Friday, July 13, 2012

On Finishing Chemotherapy

Wow. When I started chemo back in March the end seemed an eternity away. Now I am done and just awaiting the final set of nasty side-effects to kick in and eventually pass. Unlike most breast cancer patients I'm still at the beginning of my treatment. This is not a graduation for me. But I'm hoping that this is the end of the worst part. The repeating "get sick, get better, get sick again" cycles have become more of a way of life than I imagine surgery or radiation being.

So what does it feel like to have finished? Well, my attitude in the chemo ward ("day care" as they call it at Princess Margaret to distinguish it from inpatient care) was 180° from my attitude during the first session. I was excited to get started. I had a huge smile on my face for most of the session. But now that chemo is done... what do I do now? My surgery date will be determined by the results of the various scans I have next week due to a loverly complicating case of DVT that I got during chemo. Will the cancer come back while my surgeon is working out a crafty plan to make recovery from surgery as uneventful as possible? So I guess now the recurrence fears will start up in earnest. I'm back to big unknowns - the thing that makes cancer so scary.

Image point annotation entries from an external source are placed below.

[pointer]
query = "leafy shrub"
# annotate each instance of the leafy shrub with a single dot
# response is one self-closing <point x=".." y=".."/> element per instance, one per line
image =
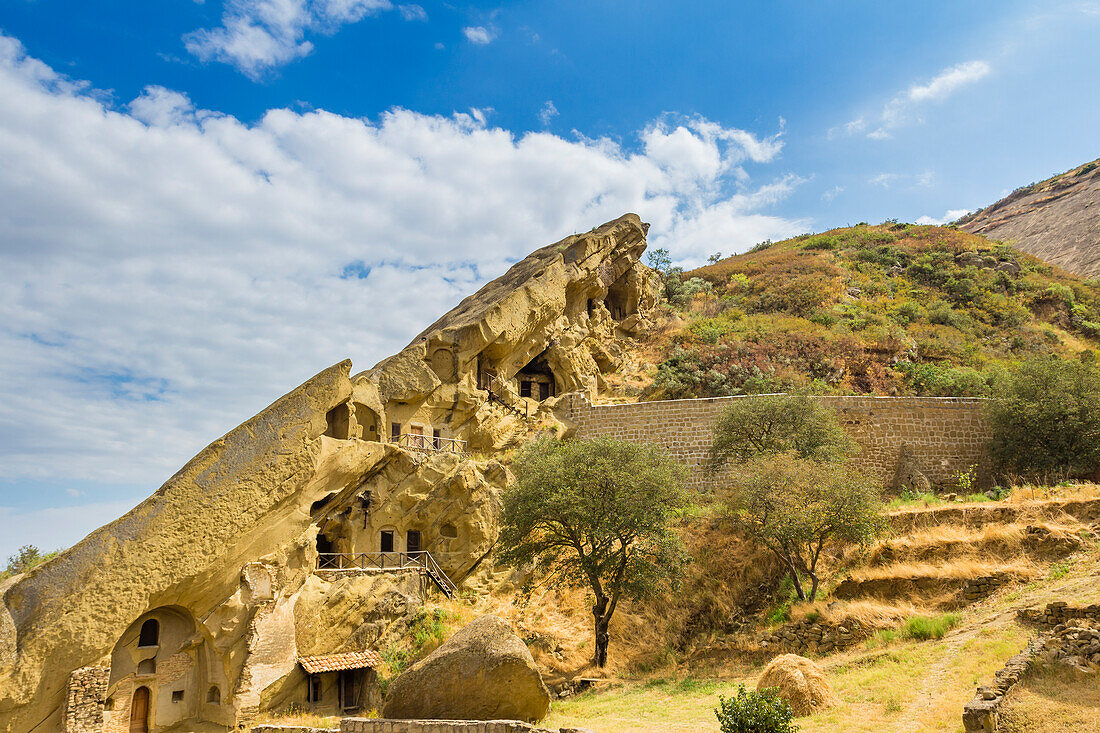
<point x="939" y="381"/>
<point x="1045" y="419"/>
<point x="755" y="711"/>
<point x="821" y="242"/>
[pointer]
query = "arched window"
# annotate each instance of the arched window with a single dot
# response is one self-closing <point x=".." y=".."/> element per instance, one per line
<point x="150" y="633"/>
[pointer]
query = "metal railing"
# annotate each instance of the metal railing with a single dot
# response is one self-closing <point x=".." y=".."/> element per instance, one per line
<point x="389" y="561"/>
<point x="431" y="444"/>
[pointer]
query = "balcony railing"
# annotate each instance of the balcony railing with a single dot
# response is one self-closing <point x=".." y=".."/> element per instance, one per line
<point x="431" y="444"/>
<point x="421" y="561"/>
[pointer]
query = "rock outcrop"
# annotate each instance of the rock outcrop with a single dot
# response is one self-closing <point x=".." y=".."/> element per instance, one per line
<point x="482" y="673"/>
<point x="242" y="559"/>
<point x="1057" y="220"/>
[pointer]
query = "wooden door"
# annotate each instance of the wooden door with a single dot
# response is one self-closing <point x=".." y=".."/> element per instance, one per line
<point x="139" y="711"/>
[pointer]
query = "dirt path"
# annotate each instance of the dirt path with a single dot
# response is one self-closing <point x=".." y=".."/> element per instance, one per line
<point x="915" y="717"/>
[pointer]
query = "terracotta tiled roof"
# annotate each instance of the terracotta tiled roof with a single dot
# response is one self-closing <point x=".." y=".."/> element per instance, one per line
<point x="337" y="662"/>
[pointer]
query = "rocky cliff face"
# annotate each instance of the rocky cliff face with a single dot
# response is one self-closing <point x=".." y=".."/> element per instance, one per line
<point x="224" y="556"/>
<point x="1057" y="220"/>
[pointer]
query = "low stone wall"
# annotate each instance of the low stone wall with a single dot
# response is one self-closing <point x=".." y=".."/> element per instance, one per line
<point x="84" y="706"/>
<point x="944" y="435"/>
<point x="982" y="713"/>
<point x="977" y="589"/>
<point x="1059" y="612"/>
<point x="382" y="725"/>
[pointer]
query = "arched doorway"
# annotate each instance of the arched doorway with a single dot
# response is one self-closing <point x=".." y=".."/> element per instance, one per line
<point x="139" y="711"/>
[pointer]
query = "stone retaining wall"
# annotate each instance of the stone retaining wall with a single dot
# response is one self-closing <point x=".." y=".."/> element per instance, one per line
<point x="816" y="636"/>
<point x="982" y="713"/>
<point x="84" y="706"/>
<point x="382" y="725"/>
<point x="1059" y="612"/>
<point x="943" y="434"/>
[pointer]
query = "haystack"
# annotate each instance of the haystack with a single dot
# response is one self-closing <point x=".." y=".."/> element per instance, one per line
<point x="801" y="684"/>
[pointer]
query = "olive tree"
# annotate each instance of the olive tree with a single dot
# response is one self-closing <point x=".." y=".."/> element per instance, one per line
<point x="776" y="424"/>
<point x="796" y="507"/>
<point x="595" y="514"/>
<point x="1045" y="419"/>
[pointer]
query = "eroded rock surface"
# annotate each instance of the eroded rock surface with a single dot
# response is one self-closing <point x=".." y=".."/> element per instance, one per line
<point x="482" y="673"/>
<point x="240" y="564"/>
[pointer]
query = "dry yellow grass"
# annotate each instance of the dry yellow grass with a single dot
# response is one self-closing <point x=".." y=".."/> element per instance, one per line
<point x="1056" y="701"/>
<point x="955" y="569"/>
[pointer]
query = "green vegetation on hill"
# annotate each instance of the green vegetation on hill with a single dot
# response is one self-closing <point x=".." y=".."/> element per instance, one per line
<point x="870" y="309"/>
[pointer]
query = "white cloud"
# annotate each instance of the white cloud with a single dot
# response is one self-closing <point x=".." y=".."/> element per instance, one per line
<point x="548" y="112"/>
<point x="165" y="271"/>
<point x="903" y="108"/>
<point x="411" y="12"/>
<point x="259" y="35"/>
<point x="948" y="80"/>
<point x="52" y="528"/>
<point x="884" y="179"/>
<point x="479" y="34"/>
<point x="952" y="215"/>
<point x="887" y="179"/>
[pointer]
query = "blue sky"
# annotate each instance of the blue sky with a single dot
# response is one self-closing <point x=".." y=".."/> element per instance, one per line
<point x="202" y="204"/>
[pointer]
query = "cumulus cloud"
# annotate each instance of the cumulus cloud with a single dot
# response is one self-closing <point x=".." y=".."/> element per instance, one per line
<point x="413" y="12"/>
<point x="904" y="107"/>
<point x="479" y="34"/>
<point x="259" y="35"/>
<point x="548" y="112"/>
<point x="950" y="215"/>
<point x="168" y="271"/>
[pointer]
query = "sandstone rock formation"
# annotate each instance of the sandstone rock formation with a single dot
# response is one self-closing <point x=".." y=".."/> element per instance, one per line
<point x="240" y="562"/>
<point x="800" y="681"/>
<point x="1057" y="220"/>
<point x="482" y="673"/>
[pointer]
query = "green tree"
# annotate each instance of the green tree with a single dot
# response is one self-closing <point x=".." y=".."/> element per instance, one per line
<point x="660" y="260"/>
<point x="778" y="424"/>
<point x="1045" y="419"/>
<point x="28" y="557"/>
<point x="755" y="711"/>
<point x="796" y="507"/>
<point x="597" y="514"/>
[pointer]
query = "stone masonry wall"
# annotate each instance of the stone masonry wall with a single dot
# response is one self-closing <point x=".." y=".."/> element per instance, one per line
<point x="383" y="725"/>
<point x="944" y="434"/>
<point x="84" y="707"/>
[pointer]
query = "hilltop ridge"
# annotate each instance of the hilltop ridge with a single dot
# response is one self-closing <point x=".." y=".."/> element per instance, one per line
<point x="1057" y="219"/>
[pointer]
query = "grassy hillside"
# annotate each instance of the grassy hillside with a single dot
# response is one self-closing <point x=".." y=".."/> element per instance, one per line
<point x="1054" y="219"/>
<point x="867" y="309"/>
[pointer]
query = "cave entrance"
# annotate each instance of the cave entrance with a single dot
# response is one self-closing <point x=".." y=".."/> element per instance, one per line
<point x="326" y="553"/>
<point x="536" y="380"/>
<point x="338" y="422"/>
<point x="619" y="301"/>
<point x="139" y="711"/>
<point x="370" y="420"/>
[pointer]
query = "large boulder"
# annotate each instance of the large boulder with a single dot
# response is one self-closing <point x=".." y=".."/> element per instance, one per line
<point x="482" y="673"/>
<point x="800" y="681"/>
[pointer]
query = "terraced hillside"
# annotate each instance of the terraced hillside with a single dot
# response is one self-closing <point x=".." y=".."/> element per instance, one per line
<point x="868" y="309"/>
<point x="923" y="639"/>
<point x="1057" y="219"/>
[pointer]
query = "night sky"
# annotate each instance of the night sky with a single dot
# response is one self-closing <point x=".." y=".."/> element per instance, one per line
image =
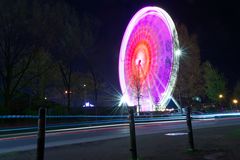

Anyway without further delay, here is a pictorial account of my last chemo day.

Here is my other half posing in my private chemo pod in Orange 25. This pod had probably ten free electrical outlets. A must for every technology geek! That flowery bag is full of chemo caps crocheted by my mom. The volunteers give out caps to those whose mothers are not so crafty (or do not have mothers), so I was dropping off my surplus caps to be gifted to fellow patients. (Note: I have not gotten permission from other half to post his photo, but at this moment my attitude is "I just had chemo, I'll do what I like.")

And here is yours truly in my celebratory purple wig, all hooked up to my meds (Herceptin in this photo). I love this wig; I always get tons of compliments and questions when I wear it.

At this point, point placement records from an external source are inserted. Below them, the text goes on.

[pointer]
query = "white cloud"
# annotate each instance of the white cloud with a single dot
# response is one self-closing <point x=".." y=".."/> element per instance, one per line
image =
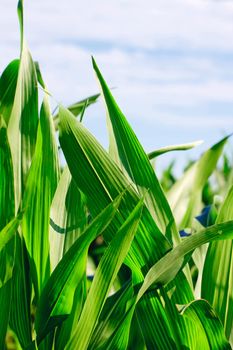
<point x="162" y="55"/>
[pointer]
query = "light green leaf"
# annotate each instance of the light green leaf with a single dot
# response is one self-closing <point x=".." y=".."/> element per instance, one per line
<point x="105" y="275"/>
<point x="203" y="327"/>
<point x="6" y="178"/>
<point x="101" y="181"/>
<point x="137" y="164"/>
<point x="41" y="185"/>
<point x="22" y="126"/>
<point x="185" y="195"/>
<point x="68" y="217"/>
<point x="77" y="108"/>
<point x="57" y="297"/>
<point x="8" y="226"/>
<point x="217" y="280"/>
<point x="167" y="267"/>
<point x="8" y="83"/>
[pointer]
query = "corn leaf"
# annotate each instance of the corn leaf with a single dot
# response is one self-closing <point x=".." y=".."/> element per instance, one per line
<point x="203" y="327"/>
<point x="41" y="185"/>
<point x="68" y="217"/>
<point x="131" y="155"/>
<point x="20" y="315"/>
<point x="217" y="280"/>
<point x="101" y="181"/>
<point x="185" y="195"/>
<point x="8" y="226"/>
<point x="22" y="126"/>
<point x="57" y="297"/>
<point x="77" y="108"/>
<point x="8" y="83"/>
<point x="105" y="274"/>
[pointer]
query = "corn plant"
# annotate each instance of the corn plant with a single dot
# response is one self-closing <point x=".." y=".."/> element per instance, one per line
<point x="95" y="255"/>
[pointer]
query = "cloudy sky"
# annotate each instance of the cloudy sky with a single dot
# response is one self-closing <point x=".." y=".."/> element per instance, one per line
<point x="170" y="61"/>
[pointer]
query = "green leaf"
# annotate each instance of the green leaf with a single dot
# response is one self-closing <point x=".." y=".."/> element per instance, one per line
<point x="68" y="217"/>
<point x="113" y="311"/>
<point x="20" y="316"/>
<point x="7" y="233"/>
<point x="6" y="271"/>
<point x="105" y="275"/>
<point x="182" y="147"/>
<point x="8" y="226"/>
<point x="101" y="181"/>
<point x="137" y="164"/>
<point x="217" y="280"/>
<point x="41" y="185"/>
<point x="22" y="126"/>
<point x="6" y="178"/>
<point x="77" y="108"/>
<point x="167" y="267"/>
<point x="203" y="327"/>
<point x="57" y="297"/>
<point x="8" y="83"/>
<point x="185" y="195"/>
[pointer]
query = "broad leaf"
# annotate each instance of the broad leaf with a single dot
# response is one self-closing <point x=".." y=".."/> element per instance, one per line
<point x="57" y="297"/>
<point x="105" y="274"/>
<point x="137" y="164"/>
<point x="217" y="279"/>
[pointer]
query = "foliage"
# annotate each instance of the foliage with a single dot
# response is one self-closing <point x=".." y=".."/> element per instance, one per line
<point x="101" y="254"/>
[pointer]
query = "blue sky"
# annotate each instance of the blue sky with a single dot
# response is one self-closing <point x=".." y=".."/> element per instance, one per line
<point x="171" y="62"/>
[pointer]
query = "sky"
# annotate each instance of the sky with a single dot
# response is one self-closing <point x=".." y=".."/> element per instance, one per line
<point x="170" y="63"/>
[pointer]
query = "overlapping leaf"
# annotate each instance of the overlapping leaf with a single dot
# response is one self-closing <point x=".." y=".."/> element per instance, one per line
<point x="217" y="279"/>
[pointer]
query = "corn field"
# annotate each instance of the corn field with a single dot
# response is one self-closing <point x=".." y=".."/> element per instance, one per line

<sarcasm>And now for the fun part!</sarcasm> I hated having to bring my finger tips and toes to the brink of frostbite everytime I got docetaxel. Never again! I'm doubled up on pre-heated blankets in this shot and I was still cold.

Getting ready to ring the bell. I will still be coming in every three weeks for Herceptin infusions, but Herceptin isn't technically chemo so the nurses let me ring the bell to celebrate ending the nasty part of the treatment.

Wailing on that bell!

Obligatory closed eye smile shot. I did it! (Not sure who that dude in the background is or what he was doing...)


  1. It's funny how all chemo rooms look so similar. Looking at your photos brought back memories.... Ugh. Congrats for getting to this point. No small feat. Good luck going forward. Love the purple wig.

  2. I just finished my 4th cycle of dose-dense Taxol (Carbo+Taxol on week 1; Taxol only of weeks 2 & 3 of each "cycle") and just learned about putting ice packs on hands and feet. I began getting neuropathy in my feet after only my third weekly treatment! I play violin and piano, so it spreading to my hands has been a very scary proposition. Sadly enough, not one of my medical professionals ever mentioned ice packs to me. I'm afraid my feet may be too far gone, but today, I brought my own Ziplok bag ice packs. Nurses looked at me like I was from outer space :-/

    Anyway, I'm just wondering if they did you any good?

  3. The ice packs aren't normally done with Taxol because the infusions take much longer than Taxotere infusions. I think it's still worth a try as long as you're careful about not giving yourself frostbite. The theory is to reduce the capillary circulation in the extremities to reduce the amount of drug absorbed in those areas. I didn't get any neuropathy and although my fingernails got weak and split a lot (for an entire year) none of them fell out.